DİSK Taksim'de yürüdü

  • Arşiv
  • |
  • Sınıf Hareketi
  • |
  • Eylem/Etkinlik
  • |
  • Sendika
  • |
  • 22 Mart 2012
  • 11:15

(22.03.12) – Devrimci İşçi Sendikaları Konfederasyonu (DİSK), meclis gündemindeki Toplu İş İlişkileri Kanun Tasarısı'nın geri çekilmesi talebiyle Taksim'de yürüyüş gerçekleştirdi.

Galatasaray Lisesi önünden Taksim Meydanı’na kadar yürüyen DİSK'e bağlı sendikaların üyeleri Taksim Meydanı’nda basın açıklaması yaptı. DİSK kitlesinin ağırlıklı katılımını Nakliyat-İş üyeleri sağladı.

Açıklamayı okuyan DİSK Genel Başkan Yardımcısı ve Nakliyat-İş Genel Başkanı Ali Rıza Küçükosmanoğlu, 12 Eylül öncesi sendikalı-örgütlü işçi oranının yüzde 20’lerde iken şu an bu oranın yüzde 6-7’ler seviyesinde olduğunu ifade etti. 12 Eylül öncesi dönemde TİSK Başkanı Halit Narin’in “Yirmi yıl biz ağladık onlar güldü, şimdi gülme sırası bizde” sözü ile 12 Eylül’ün sermaye sınıfı açısından ne anlama geldiğini de anlattığına dikkat çeken Küçükosmanoğlu, “Süreç ortada. Şu an sendikalı örgütlü işçi sayısı oranı yüzde 6-7’dir. İşçilerin ulusal gelirden aldıkları pay da yüzde 34’lerden yüzde 11-12’lere düşmüş durumdadır.
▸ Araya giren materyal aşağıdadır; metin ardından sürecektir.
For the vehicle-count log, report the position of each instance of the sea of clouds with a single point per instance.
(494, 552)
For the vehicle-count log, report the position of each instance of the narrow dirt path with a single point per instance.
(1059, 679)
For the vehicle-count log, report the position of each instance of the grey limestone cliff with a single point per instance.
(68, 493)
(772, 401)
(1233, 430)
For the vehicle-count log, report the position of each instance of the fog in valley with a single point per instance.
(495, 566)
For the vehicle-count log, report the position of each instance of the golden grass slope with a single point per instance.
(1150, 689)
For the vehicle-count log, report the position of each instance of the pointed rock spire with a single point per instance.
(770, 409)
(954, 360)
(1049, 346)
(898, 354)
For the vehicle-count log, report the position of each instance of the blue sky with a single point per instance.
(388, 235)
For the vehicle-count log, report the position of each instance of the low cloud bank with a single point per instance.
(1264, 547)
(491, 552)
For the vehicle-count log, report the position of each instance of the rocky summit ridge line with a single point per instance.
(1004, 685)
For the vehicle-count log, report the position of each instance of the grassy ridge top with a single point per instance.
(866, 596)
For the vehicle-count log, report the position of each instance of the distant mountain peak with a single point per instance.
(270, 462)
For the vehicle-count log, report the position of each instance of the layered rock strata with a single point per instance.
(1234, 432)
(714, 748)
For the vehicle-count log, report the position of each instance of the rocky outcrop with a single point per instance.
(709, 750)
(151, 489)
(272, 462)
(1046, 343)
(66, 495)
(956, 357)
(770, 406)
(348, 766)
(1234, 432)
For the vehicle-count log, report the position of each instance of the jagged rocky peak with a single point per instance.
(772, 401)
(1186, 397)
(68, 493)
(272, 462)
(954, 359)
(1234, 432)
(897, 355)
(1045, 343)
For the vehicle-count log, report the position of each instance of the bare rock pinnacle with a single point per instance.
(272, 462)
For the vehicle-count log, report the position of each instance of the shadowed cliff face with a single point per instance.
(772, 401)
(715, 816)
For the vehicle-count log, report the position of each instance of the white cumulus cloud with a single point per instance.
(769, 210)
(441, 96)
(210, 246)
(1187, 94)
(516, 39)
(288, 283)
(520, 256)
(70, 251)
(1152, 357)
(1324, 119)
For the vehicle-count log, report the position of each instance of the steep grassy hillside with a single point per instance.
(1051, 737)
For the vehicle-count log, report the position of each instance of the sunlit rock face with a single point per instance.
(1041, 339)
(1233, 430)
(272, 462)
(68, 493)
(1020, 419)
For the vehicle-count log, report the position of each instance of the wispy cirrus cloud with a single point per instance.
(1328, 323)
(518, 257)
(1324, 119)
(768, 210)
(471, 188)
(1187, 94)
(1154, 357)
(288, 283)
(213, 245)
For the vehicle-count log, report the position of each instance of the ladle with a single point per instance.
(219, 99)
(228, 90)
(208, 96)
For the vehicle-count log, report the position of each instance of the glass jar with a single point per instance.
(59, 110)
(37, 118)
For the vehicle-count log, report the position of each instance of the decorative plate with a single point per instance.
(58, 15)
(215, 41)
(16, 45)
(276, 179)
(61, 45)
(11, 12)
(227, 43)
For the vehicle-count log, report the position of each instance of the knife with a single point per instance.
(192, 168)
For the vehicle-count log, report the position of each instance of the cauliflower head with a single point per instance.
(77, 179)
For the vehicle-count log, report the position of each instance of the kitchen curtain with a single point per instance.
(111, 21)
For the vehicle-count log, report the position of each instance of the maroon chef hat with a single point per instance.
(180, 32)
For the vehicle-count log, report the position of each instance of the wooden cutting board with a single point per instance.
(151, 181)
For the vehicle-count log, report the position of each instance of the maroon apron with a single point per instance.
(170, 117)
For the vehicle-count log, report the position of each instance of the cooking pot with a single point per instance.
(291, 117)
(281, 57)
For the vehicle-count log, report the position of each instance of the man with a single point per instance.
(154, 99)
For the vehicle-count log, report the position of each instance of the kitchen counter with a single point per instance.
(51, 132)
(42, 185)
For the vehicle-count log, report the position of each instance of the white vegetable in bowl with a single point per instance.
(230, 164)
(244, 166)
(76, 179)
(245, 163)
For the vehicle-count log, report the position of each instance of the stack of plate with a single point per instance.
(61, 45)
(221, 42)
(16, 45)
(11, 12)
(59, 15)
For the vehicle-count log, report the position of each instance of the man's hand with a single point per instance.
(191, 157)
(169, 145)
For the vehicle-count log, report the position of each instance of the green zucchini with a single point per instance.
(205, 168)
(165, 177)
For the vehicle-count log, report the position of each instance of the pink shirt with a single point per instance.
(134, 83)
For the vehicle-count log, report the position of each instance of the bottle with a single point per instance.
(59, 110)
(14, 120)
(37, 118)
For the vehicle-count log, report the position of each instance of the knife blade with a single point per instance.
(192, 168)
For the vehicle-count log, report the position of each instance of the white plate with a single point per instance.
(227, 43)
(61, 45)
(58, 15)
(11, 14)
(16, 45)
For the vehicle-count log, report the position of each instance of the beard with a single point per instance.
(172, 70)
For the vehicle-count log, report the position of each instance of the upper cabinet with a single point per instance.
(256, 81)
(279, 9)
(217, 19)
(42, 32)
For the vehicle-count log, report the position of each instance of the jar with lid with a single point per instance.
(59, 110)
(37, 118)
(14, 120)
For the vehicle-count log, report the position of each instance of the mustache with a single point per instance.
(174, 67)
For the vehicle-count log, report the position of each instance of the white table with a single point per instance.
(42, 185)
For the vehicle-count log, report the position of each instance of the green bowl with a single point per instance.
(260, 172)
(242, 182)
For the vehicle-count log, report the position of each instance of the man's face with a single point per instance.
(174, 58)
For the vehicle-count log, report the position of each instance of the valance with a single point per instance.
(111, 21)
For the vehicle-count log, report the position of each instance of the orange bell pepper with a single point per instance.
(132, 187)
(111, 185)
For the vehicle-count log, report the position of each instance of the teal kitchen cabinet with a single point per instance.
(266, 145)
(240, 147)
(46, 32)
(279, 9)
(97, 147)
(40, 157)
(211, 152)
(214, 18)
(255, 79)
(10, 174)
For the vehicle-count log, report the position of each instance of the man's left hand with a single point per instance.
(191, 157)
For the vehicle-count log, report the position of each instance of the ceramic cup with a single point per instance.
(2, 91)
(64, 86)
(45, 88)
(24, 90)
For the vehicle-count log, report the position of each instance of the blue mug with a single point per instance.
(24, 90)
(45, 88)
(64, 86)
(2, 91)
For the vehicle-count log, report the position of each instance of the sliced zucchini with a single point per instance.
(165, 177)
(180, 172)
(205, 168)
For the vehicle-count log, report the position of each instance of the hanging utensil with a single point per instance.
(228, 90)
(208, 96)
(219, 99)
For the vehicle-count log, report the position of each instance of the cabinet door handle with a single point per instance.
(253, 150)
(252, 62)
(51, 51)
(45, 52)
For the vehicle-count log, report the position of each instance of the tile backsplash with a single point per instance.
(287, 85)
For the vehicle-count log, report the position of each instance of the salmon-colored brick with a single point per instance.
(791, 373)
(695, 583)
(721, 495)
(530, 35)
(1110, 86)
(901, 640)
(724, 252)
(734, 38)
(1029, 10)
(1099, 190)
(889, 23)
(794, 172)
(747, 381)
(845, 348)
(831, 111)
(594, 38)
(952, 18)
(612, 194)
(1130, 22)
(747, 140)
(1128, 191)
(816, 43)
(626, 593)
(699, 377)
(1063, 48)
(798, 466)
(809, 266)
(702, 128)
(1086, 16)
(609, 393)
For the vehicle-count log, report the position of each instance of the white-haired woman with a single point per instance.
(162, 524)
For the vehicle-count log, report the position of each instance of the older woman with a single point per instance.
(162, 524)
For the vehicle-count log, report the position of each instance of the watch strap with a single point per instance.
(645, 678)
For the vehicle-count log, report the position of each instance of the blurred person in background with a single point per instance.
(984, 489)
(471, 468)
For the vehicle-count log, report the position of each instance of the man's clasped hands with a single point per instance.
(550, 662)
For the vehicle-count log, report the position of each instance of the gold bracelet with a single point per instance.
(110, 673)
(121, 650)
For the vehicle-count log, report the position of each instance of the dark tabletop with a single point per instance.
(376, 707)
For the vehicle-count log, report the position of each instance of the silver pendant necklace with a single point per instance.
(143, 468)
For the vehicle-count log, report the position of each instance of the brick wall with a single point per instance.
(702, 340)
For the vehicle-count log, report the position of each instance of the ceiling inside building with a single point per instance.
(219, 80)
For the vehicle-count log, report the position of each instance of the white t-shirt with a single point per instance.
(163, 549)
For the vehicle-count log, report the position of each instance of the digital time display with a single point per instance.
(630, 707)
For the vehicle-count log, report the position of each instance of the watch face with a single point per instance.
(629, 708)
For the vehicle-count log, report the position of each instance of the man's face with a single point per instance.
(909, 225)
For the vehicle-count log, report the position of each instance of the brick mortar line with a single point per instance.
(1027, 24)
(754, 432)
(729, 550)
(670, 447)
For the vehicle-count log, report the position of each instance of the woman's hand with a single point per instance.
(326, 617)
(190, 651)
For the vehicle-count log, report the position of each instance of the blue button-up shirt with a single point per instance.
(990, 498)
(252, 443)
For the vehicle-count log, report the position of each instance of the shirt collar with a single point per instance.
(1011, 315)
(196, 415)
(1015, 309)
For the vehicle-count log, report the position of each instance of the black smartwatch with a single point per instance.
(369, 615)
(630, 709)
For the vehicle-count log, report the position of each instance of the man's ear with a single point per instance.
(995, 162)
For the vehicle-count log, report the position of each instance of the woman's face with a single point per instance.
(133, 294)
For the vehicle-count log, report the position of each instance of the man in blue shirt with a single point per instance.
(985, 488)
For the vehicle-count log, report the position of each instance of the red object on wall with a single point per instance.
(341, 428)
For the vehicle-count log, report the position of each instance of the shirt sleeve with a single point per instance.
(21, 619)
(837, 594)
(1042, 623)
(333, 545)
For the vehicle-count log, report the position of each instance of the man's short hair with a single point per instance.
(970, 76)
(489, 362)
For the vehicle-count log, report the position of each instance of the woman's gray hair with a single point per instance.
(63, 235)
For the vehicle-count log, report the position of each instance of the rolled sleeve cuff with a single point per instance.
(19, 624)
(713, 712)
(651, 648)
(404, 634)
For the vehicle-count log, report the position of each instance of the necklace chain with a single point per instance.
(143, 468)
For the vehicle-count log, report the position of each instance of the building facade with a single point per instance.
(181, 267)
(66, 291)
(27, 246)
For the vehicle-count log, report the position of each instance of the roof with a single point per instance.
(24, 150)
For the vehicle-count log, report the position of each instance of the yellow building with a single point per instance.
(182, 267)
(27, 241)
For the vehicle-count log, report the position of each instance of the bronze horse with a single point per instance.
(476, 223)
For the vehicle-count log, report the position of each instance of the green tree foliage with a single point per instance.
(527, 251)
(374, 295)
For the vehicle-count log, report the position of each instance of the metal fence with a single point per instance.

Görüldüğü gibi gülen sermaye sınıfı olmuştur” diye konuştu.

Meclis gündeminde olan “Toplu İş İlişkileri Yasası” tasarısının topluma AKP hükümeti tarafından sunulmaya çalışıldığı gibi sendikal anlamda hak ve özgürlükleri geliştiren bir yasa olmadığını söyleyen Küçükosmanoğlu, “12 Eylül yasalarının da gerisinde düzenlemeler söz konusudur” dedi.

Örgütlenmede işkolu, işletme-işyeri barajlarının devam ettiğine dikkat çeken Küçükosmanoğlu, “Grev hakkının sınırlandırılması ve yasaklar genişletilerek korunmaktadır. Toplu İş Sözleşmesi prosedürü bürokratik, devlet müdahalesi biçiminde devam etmektedir” şeklinde konuştu.

“Sendikal mücadele tarihi mücadele ile inşa edildi”

Tasarıda yapılan değişiklikler sonucu DİSK’e bağlı 3, Türk-İş’e bağlı 7, Hak-İş’e bağlı 2 ve toplamda 12 sendikanın toplu iş sözleşmesi yapma hakkını kaybedeceğini söyleyen Küçükosmanoğlu, “DİSK’i etkisiz hale getirmeyi hayal edenler işçi sınıfının örgütlenme tarihinden habersizdirler. Bunu onlara hatırlatmak da bizim görevimizdir. Sendikal mücadele tarihi yasalarla değil yasaklara karşı mücadele ile inşa edilmiştir. Sendikalar gerçek yetkisini örgütlü gücünden alır! Örgütlü gücümüzü ve mücadele azmimizi barajlara sığdırmak isteyenler, o barajların altında kalacaklardır” dedi.